MRA & FFS Normalization

This post is parenthetical to the series entitled, A Moment of Silence for the Sunsetting MRA Program.

Although Medicare Advantage (MA) and the traditional Medicare program cover the same patients (called members in the former and beneficiaries in the latter), the operation of both payment systems is as different as night and day.  The idea behind Medicare Advantage, or Medicare Part C, is that it’s an alternative to traditional Medicare and shifts the financial risk of medical care for those beneficiaries to a third party (the Humanas, AvMeds, etc.) and away from the federal government.

We’re going to limit our discussion to physician care for this explanation.

The Medicare program pays physicians via fee-for-service, which is literally a fee for every service performed.  The payment for each service is determined by the CPT (Current Procedural Terminology) code® as listed on the Medicare Physician Fee Schedule based on the county where the services are rendered.  Take, for example, CPT code 99213, a low-level evaluation and management visit; payments range by region from $66.49 (FL-99) and $68.82 (FL-03) to $71.85 (FL-04).

The Medicare program bases payment on medical necessity, so providers link diagnosis codes [from the International Classification of Diseases, 10th Edition (ICD-10)] to the CPT code(s) when they submit a claim.  Each CPT codes needs only one ICD-10 code to be processed for payment, although more than one may be reported by the biller.

The Medicare Advantage world is very different.  MA plans are paid a flat payment by CMS that covers all of the costs of care the member incurs.  The formula to calculate this flat payment includes factors for demographics, such as age, sex and location, but the predominant driver of the payment is the member’s medical profile as expressed in diagnoses, or ICD-10 codes.  MA payments are highly impacted by the number of medical conditions in the member’s profile, which are assigned to hierarchical condition categories (HCCs), from the CMS-HCC model. 

Conditions are mapped to an HCC when they have sufficient predictive value for future medical costs.  Although MA physicians also report a CPT code for each service, when providers are paid via capitation, the CPT code doesn’t impact the payment amount.

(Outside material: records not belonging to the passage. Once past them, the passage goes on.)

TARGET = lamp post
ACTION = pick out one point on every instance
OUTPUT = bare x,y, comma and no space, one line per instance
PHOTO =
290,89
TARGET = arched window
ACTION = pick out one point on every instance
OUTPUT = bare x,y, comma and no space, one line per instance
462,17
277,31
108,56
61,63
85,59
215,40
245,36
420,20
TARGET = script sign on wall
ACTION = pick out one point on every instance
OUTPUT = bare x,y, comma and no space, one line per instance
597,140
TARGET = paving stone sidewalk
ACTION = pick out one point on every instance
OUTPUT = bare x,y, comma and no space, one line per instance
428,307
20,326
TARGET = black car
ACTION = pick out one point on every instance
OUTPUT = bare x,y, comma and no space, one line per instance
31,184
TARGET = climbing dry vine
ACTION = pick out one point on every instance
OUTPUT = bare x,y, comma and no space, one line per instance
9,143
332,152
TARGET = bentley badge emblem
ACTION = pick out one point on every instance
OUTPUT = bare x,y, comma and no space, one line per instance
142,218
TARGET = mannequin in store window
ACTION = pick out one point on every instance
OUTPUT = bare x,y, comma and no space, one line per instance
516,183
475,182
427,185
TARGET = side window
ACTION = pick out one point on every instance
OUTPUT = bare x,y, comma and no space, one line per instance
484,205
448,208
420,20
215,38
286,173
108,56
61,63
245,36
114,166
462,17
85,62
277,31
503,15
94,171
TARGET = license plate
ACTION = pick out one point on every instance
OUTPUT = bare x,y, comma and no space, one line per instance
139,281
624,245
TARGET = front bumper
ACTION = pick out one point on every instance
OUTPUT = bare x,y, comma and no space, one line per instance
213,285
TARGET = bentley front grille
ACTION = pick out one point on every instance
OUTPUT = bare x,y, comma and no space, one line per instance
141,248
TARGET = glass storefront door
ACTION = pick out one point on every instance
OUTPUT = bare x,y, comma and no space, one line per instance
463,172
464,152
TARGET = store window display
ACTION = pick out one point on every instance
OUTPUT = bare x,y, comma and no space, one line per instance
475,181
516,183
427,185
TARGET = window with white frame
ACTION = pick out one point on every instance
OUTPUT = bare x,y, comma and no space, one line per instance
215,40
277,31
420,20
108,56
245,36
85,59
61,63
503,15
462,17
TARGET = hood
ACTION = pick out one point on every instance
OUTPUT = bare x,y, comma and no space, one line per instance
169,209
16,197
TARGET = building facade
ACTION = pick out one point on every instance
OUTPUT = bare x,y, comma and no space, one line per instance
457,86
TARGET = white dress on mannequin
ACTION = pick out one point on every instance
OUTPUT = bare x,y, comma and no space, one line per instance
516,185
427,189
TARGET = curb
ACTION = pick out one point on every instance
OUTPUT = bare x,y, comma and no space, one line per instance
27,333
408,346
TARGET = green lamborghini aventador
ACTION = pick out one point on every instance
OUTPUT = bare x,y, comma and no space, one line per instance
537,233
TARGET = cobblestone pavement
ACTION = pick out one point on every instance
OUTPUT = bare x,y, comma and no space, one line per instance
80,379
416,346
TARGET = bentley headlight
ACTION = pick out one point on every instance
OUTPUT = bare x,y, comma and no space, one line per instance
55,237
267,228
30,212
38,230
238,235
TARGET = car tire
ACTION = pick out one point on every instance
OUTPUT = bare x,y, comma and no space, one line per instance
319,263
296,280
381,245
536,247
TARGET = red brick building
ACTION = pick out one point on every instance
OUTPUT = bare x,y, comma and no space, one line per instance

The medical conditions do. In summary, physician payment in the traditional Medicare program is based on CPT codes with ICD-10 codes used only to prove coverage and medical necessity. Physician payment in MA is capitated and based on ICD-10 codes, and CPT codes are largely irrelevant.  Yet CMS is bent on squeezing the MA risk adjustment paradigm into the FFS framework, despite the disparate incentives and rules.